Smoking should be banned in NHS buildings and grounds - Public Health England
Health chiefs are calling for smoking to be completely banned in all NHS buildings and grounds.
Public Health England is campaigning for a "tobacco-free NHS" with more support on quitting offered to patients, visitors and staff.
Duncan Selbie, chief executive of PHE, said he wants every hospital's buildings and grounds to be completely smoke free.
"25% of patients in hospital are smokers," he added.
"I believe we can make the NHS a place that provides a supportive tobacco-free environment for patients, staff and visitors, where helping people quit is fully integrated into their treatment."
Many hospitals are already smoke-free in their buildings and grounds, but some patients, visitors and staff flout the rules.

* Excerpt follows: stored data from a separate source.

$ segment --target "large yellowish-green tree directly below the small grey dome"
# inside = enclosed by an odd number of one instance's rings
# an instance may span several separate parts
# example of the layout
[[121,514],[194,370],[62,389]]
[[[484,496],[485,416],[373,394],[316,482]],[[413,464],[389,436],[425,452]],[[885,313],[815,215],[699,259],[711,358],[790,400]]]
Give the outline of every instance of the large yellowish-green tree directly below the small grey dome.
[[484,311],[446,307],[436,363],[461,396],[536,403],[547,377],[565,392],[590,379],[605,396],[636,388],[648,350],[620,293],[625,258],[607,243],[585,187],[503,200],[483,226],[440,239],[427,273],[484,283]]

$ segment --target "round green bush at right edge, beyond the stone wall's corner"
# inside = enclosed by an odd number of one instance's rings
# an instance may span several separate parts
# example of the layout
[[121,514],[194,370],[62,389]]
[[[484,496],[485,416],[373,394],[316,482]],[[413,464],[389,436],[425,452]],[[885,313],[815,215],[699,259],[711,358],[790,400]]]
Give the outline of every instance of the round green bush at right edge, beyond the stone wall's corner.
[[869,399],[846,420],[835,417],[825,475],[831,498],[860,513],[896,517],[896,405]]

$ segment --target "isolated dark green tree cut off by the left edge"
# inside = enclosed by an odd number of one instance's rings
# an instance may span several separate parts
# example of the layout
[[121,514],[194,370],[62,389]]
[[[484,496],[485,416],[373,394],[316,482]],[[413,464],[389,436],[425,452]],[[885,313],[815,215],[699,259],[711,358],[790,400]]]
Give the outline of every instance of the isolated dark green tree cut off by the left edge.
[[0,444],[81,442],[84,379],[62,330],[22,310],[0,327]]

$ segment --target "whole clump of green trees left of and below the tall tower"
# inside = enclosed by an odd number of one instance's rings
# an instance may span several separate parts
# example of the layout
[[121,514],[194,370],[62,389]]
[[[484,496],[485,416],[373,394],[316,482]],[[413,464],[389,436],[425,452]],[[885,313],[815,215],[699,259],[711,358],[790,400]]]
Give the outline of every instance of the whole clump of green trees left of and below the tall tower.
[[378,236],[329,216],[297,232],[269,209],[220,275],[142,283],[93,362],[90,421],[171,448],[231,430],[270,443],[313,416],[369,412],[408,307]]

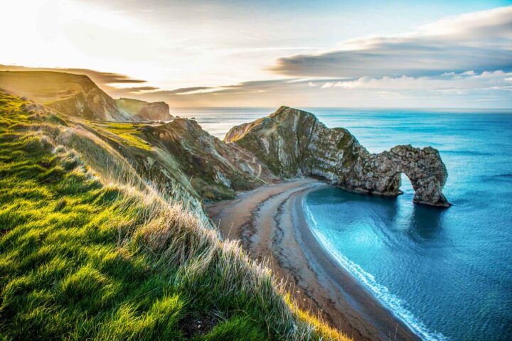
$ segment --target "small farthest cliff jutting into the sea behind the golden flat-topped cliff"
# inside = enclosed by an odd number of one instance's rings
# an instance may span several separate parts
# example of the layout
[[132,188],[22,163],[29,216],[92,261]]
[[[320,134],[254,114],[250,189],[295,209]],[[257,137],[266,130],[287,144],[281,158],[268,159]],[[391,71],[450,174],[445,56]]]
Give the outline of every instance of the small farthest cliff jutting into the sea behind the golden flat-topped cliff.
[[137,121],[169,121],[173,116],[169,113],[166,102],[144,102],[139,99],[119,98],[117,107]]

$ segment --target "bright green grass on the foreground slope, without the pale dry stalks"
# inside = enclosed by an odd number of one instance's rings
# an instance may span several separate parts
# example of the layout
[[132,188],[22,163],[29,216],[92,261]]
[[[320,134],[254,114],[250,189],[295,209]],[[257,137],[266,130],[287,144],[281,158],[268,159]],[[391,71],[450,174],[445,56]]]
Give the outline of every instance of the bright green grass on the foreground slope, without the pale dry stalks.
[[[14,118],[1,114],[2,126]],[[179,337],[186,294],[144,253],[119,245],[146,207],[105,188],[68,153],[52,153],[43,138],[0,131],[4,337]]]

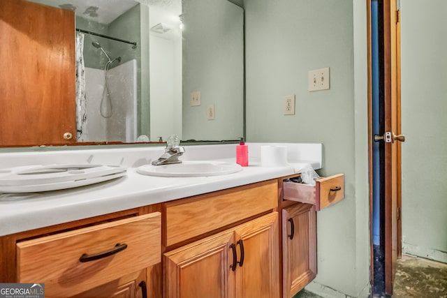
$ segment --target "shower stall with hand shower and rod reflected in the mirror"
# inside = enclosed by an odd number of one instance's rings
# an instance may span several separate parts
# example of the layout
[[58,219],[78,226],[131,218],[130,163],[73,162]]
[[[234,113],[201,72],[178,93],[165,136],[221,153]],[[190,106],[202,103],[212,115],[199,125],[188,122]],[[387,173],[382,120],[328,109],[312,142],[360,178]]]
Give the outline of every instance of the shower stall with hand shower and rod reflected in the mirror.
[[85,121],[78,142],[137,140],[141,40],[139,23],[129,20],[138,15],[140,7],[134,6],[108,24],[76,16],[85,64],[77,70],[84,82],[77,83],[84,101],[77,120]]

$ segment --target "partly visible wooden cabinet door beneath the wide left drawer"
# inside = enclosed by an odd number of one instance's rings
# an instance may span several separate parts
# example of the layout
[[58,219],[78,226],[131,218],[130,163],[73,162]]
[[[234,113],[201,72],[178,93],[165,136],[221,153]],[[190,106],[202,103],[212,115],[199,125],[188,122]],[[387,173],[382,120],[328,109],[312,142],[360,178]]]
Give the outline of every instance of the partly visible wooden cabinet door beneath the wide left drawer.
[[143,298],[147,297],[143,295],[146,292],[146,269],[128,274],[116,281],[105,283],[96,288],[82,292],[79,295],[75,295],[71,298]]

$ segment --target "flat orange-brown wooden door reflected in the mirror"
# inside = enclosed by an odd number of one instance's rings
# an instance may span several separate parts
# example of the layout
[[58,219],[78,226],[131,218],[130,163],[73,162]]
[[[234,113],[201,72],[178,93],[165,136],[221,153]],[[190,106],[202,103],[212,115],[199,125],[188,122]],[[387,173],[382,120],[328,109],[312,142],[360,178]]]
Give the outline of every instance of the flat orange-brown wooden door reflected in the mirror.
[[0,147],[75,142],[74,12],[1,0],[0,45]]

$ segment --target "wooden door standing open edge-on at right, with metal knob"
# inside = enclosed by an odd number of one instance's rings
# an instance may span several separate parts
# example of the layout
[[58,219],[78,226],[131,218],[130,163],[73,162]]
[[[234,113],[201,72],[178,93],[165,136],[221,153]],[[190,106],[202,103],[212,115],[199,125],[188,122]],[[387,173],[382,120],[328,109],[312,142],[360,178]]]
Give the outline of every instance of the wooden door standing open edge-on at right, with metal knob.
[[[400,25],[396,0],[383,1],[383,65],[385,131],[385,291],[393,294],[395,265],[400,253]],[[386,138],[385,138],[386,139]]]

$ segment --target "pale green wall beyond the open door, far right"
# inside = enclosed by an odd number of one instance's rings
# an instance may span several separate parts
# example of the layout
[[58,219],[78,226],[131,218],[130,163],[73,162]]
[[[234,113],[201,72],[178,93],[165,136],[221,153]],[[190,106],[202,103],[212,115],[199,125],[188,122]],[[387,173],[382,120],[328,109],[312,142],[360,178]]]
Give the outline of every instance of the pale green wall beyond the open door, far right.
[[447,2],[401,10],[402,251],[447,262]]

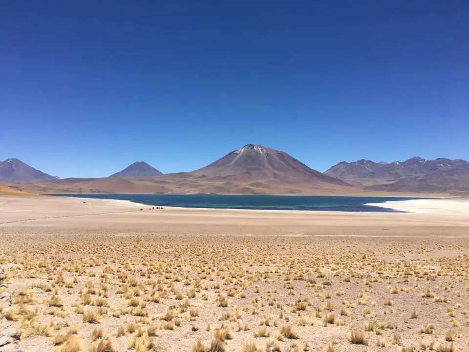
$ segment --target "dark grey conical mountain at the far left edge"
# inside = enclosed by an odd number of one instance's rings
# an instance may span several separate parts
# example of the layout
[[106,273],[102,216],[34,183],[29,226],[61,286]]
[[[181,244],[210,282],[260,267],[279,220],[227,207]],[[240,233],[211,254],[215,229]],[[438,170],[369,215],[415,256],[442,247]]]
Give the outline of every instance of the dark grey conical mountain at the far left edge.
[[58,177],[43,173],[18,159],[0,161],[0,182],[39,182]]

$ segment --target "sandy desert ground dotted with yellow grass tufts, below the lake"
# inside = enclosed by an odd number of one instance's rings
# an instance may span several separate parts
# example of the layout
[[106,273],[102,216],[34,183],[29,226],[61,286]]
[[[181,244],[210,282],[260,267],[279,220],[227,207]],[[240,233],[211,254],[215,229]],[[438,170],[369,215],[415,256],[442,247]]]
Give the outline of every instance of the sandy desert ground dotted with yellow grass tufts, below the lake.
[[328,213],[0,196],[0,341],[24,352],[469,351],[461,204]]

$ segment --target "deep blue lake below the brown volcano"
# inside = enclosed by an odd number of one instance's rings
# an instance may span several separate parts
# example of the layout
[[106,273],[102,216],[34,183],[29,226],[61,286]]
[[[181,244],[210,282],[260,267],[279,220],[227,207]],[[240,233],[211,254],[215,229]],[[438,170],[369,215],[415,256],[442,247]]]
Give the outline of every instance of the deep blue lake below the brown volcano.
[[53,196],[130,200],[151,206],[221,209],[317,210],[347,212],[397,212],[365,205],[409,197],[260,196],[260,195],[181,195],[181,194],[57,194]]

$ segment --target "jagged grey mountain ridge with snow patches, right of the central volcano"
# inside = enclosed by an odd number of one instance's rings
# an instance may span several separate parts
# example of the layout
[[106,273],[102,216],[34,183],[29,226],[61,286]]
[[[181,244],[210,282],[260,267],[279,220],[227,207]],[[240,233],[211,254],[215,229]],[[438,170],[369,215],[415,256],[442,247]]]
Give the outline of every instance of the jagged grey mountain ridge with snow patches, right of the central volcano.
[[377,163],[361,159],[349,163],[342,161],[328,169],[324,174],[342,180],[366,183],[393,181],[408,176],[425,176],[432,173],[451,171],[469,171],[469,162],[462,159],[451,160],[446,158],[425,160],[418,156],[391,163]]

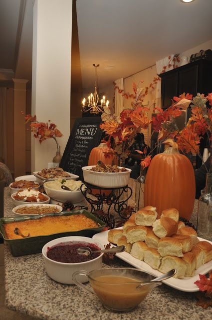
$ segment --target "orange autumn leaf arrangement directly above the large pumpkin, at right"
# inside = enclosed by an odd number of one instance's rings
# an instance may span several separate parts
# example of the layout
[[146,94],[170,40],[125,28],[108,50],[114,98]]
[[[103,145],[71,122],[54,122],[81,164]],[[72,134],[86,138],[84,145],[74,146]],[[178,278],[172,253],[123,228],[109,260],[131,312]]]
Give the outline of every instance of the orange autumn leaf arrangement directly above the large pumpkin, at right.
[[[156,118],[153,119],[153,127],[156,131],[159,131],[158,139],[164,140],[171,138],[178,144],[178,148],[183,153],[193,152],[200,156],[200,140],[205,134],[208,136],[210,153],[212,152],[212,93],[207,96],[198,93],[195,97],[192,94],[181,94],[179,97],[174,96],[173,99],[176,101],[167,110],[163,111],[160,108],[156,108],[159,113]],[[209,106],[207,106],[207,101]],[[180,104],[180,105],[179,105]],[[181,110],[177,110],[175,107],[180,106]],[[172,118],[173,112],[182,113],[182,109],[191,107],[191,117],[189,118],[187,125],[179,131],[175,118]],[[174,110],[173,110],[174,107]],[[171,118],[167,118],[166,114],[170,113]],[[207,168],[206,168],[207,169]],[[207,169],[207,171],[211,171]]]

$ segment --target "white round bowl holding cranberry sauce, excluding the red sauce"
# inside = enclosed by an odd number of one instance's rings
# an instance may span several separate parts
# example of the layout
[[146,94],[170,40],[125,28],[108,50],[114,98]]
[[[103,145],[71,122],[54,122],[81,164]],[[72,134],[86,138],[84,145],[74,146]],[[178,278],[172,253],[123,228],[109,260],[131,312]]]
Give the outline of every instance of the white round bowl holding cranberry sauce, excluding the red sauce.
[[[104,245],[101,244],[99,241],[88,238],[86,236],[64,236],[61,238],[57,238],[54,240],[51,240],[47,242],[43,248],[42,248],[42,255],[45,260],[45,269],[47,274],[52,278],[53,280],[65,283],[65,284],[73,284],[72,280],[72,274],[77,270],[86,270],[91,271],[98,268],[101,268],[102,266],[102,255],[101,253],[98,257],[95,259],[85,261],[85,262],[78,262],[78,263],[64,263],[64,262],[58,262],[51,260],[47,257],[47,248],[51,247],[55,244],[69,242],[69,241],[76,241],[76,242],[88,242],[88,243],[95,243],[100,247],[101,249],[104,249]],[[84,275],[78,277],[80,282],[86,282],[88,281],[87,277]]]

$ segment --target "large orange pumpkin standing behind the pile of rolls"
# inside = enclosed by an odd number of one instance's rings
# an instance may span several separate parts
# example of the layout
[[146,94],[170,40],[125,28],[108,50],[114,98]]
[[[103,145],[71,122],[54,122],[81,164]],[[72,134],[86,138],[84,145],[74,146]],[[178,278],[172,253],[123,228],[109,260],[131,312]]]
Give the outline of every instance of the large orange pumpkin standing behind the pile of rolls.
[[195,201],[195,174],[191,161],[176,148],[169,147],[154,156],[147,171],[144,205],[162,210],[177,208],[180,216],[190,219]]

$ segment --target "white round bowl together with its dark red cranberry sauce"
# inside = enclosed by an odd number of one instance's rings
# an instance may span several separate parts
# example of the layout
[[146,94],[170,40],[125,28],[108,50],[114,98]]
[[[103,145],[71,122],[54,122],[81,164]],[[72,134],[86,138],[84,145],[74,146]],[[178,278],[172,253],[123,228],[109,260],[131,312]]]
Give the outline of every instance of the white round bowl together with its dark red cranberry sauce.
[[[104,249],[99,241],[86,236],[64,236],[47,242],[42,248],[45,269],[53,280],[73,284],[72,274],[77,270],[91,271],[102,266],[103,253],[92,253],[89,256],[77,253],[80,246],[91,250]],[[85,275],[78,277],[80,282],[87,282]]]

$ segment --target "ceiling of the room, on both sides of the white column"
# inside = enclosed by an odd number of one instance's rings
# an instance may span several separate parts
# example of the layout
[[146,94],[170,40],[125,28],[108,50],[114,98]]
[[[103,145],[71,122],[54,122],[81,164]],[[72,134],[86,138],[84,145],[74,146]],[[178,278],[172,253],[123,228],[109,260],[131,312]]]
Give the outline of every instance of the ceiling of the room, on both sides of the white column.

In an open letter to all NHS trusts Mr Selbie wrote: "I am asking for your help to reach smokers who are in your hospital waiting rooms, consulting rooms and beds.
"There is a clear opportunity to achieve significant short-term savings and reduce demand."
Tobacco is the single biggest cause of premature death in England, costing the NHS an estimated £2 billion every year and another £1.1 billion in social care, according to PHE.
Around seven million adults in England smoke and for every death caused by smoking there are around 20 suffering from diseases.